Quali sono le ragioni alla base della nuova ondata di sanzioni USA? Washington da sempre accusa il regime di Maduro di violare i diritti umani e di brogli elettorali, molto evidenti a dire il vero. Trump addebita a Caracas anche la mancata collaborazione nella lotta all’immigrazione clandestina. Inoltre, insieme al ministro dell’Interno, Diosdato Cabello, è accusato di essere alla guida del cartello della droga Cartel de los Soles, tramite il quale esporterebbero annualmente 300 tonnellate di cocaina, perlopiù verso Europa e USA. Non è un mistero che il Venezuela sia considerato da anni un narcostato a tutti gli effetti.

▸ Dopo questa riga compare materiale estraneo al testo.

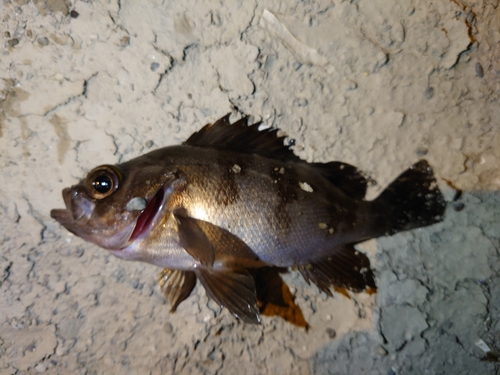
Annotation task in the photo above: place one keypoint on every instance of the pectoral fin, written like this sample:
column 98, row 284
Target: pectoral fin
column 176, row 285
column 345, row 268
column 194, row 240
column 233, row 289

Economia del Venezuela al collasso, fine default si allontana
Ricordiamo, infine, che il Paese non ha accesso ai mercati internazionali dopo il default di fine 2017. I suoi bond in valuta estera per anni non sono stati neppure negoziabili sul secondario, aggravando le problematiche in capo ai creditori individuali. Malgrado le nuove sanzioni, i prezzi restano ai massimi di questi anni, pur a livelli in assoluto infimi. La scadenza in dollari del 15 settembre 2027 con cedola 9,25% (ISIN: US922646AS37) viaggia intorno ai 18 centesimi. La scadenza, sempre in dollari, del 5 agosto 2031 con cedola 11,95% (ISIN: USP17625AD98) si aggira sopra 16 centesimi. Con un’economia del Venezuela al collasso, tuttavia, appare ancora più remota la possibilità che i creditori ricevano anche solo in parte il capitale investito da qui ai prossimi anni. E di cambio di regime neanche l’ombra.